In a hippocampal-dependent hidden platform version of the water maze
task, all groups significantly decreased their latencies to find the
hidden platform during the eight training trials (Fig. 3A). The rate of acquisition
was comparable among the four groups (two-way ANOVA with trials as a
repeated measure; main effect of lesion:
F(1,31) < 1.0, p > 0.05; main effect of surgery: F(1,31) = 2.7, p > 0.05; lesion × stress × trials
interaction: F(7,245) < 1.0, p > 0.05). On the retention (probe) test a day later,
however, the lesion animals required significantly shorter latencies to swim to the original location of the platform than the sham animals, irrespective of stress (two-way ANOVA;
F(1,34) = 13.5, p < 0.01). Although neither the main effect of stress nor lesion × stress interaction was significant (two-way ANOVA;
F(1,34) = 3.0, p > 0.05, and F(1,34) = 1.4, p > 0.05, respectively), a simple planned comparison
analysis indicated that the sham-stress animals (39.1 ± 8.4 sec)

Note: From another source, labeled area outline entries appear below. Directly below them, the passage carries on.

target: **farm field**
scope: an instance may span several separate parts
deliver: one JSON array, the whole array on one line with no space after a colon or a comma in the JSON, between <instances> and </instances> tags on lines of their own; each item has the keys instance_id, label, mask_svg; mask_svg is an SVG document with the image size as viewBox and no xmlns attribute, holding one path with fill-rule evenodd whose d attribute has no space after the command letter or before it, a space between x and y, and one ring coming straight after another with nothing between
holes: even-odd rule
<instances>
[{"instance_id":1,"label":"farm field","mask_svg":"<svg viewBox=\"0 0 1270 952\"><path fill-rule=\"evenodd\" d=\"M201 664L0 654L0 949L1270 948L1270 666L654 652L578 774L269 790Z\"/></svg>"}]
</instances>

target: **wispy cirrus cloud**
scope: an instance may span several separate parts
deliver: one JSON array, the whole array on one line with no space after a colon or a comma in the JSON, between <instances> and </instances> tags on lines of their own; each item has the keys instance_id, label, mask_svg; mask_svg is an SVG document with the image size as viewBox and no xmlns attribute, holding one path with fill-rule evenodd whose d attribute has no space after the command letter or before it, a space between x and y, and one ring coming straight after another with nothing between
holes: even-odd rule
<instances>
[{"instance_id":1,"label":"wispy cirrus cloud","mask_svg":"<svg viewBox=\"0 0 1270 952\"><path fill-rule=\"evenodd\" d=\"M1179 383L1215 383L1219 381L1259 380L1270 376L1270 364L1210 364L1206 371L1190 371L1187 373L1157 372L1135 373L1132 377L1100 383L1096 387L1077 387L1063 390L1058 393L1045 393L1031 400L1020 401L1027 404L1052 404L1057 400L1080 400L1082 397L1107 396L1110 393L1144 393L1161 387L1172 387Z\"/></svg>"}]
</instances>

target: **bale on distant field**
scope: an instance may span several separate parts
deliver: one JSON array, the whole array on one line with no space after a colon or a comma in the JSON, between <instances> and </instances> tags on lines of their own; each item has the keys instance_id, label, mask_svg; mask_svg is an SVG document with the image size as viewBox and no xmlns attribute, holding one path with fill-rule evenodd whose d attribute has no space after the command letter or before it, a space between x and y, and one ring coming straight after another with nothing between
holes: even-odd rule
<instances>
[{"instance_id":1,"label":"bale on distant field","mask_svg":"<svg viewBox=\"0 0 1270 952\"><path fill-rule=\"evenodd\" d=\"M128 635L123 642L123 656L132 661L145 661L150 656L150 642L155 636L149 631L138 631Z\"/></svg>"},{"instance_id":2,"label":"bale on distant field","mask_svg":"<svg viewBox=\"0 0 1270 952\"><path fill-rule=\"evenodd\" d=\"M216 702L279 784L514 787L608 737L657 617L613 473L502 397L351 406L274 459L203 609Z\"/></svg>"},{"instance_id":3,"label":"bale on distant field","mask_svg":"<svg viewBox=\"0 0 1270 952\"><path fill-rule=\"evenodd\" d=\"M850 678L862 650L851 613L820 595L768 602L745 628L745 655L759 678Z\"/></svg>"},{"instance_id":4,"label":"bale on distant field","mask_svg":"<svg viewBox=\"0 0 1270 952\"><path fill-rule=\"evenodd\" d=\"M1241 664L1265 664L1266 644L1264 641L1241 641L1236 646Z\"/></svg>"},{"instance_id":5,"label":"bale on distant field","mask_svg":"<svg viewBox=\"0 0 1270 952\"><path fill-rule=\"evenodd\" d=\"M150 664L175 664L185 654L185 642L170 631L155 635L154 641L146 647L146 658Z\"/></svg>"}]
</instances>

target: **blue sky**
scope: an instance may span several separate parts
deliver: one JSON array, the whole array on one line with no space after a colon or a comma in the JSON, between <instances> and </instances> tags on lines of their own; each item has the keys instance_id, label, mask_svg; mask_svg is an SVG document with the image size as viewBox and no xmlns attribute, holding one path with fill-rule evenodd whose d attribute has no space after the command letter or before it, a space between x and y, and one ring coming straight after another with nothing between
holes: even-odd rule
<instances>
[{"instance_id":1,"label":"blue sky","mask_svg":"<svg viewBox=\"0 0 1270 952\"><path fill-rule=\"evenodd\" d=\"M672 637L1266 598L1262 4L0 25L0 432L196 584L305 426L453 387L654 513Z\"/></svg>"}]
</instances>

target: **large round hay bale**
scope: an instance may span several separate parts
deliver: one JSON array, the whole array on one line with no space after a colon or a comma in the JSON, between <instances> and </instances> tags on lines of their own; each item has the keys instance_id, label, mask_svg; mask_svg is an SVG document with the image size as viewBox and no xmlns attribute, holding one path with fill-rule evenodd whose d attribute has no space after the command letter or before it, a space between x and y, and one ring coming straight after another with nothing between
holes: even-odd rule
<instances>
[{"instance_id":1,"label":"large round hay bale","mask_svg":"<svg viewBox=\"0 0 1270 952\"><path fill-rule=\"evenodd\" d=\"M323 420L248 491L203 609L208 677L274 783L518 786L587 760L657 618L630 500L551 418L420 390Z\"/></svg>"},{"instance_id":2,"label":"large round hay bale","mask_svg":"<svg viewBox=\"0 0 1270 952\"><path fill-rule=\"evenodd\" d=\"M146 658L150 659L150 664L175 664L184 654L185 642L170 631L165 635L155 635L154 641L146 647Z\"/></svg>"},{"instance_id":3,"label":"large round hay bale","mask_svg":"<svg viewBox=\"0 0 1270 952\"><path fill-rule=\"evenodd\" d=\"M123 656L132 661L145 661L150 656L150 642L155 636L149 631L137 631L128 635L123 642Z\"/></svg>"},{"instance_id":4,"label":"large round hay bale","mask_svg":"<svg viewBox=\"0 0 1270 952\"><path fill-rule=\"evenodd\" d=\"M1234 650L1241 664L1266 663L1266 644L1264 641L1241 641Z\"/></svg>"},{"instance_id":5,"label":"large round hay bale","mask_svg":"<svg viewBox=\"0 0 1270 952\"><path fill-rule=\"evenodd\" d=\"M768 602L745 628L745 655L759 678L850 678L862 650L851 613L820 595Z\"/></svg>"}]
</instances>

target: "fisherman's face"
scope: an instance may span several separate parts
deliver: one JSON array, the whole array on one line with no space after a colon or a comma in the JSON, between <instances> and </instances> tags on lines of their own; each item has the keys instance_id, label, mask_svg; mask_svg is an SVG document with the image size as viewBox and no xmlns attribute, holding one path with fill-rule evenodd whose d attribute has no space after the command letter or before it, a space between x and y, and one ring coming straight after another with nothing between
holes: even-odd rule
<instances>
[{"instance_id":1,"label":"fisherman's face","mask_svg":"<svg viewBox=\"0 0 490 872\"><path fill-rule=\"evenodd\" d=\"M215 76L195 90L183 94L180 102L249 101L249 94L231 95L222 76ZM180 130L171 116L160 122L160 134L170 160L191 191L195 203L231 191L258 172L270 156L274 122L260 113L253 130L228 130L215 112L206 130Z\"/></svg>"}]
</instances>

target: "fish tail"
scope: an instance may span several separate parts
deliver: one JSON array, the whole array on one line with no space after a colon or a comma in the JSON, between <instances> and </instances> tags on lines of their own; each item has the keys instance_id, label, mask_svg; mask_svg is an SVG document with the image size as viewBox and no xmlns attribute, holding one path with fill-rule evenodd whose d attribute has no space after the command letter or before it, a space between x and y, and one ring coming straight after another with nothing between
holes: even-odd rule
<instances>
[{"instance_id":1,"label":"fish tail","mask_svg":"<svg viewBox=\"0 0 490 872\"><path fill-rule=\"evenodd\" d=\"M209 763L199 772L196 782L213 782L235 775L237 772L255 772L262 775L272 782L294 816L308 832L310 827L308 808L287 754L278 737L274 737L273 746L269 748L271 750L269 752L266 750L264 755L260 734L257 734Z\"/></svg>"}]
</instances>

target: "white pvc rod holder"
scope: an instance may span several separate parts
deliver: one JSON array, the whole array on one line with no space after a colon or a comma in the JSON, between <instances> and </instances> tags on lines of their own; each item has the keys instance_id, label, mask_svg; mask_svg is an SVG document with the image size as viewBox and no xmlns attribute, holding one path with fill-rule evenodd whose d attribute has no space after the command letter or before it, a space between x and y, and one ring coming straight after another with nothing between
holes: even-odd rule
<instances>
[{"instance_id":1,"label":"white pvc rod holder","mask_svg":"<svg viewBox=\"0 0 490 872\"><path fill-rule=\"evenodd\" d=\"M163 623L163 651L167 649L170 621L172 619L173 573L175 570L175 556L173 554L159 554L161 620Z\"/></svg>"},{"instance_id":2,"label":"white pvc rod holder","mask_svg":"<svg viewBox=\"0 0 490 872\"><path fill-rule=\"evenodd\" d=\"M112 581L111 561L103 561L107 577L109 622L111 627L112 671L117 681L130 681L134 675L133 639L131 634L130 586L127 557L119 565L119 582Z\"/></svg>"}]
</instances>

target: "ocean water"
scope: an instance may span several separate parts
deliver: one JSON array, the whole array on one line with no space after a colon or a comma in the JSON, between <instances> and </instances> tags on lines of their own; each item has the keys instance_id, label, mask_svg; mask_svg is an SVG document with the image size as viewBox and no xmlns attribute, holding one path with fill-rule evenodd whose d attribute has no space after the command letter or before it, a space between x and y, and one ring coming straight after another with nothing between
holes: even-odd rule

exhibited significantly longer latencies to swim to the original
location of the platform, in comparison to the sham-control (22.7 ± 3.9 sec), the lesion-control (9.8 ± 2.5 sec), and the lesion-stress
(12.9 ± 4.7 sec) animals (one-way ANOVA;
F(3,34) = 6.1, all p
values < 0.05 Newman-Keuls). The latency differences cannot be
attributed to possible motoric effects because there were no reliable
group differences in swim speed (p > 0.05)
(Fig. 3B). Also, the swim distance-dependent measure
provided the same results as the latency-dependent measure (data not
shown). Thus, these results suggest that amygdalar lesions may enhance
retention of the hidden platform task and also effectively block the
impairing effects of stress on this task.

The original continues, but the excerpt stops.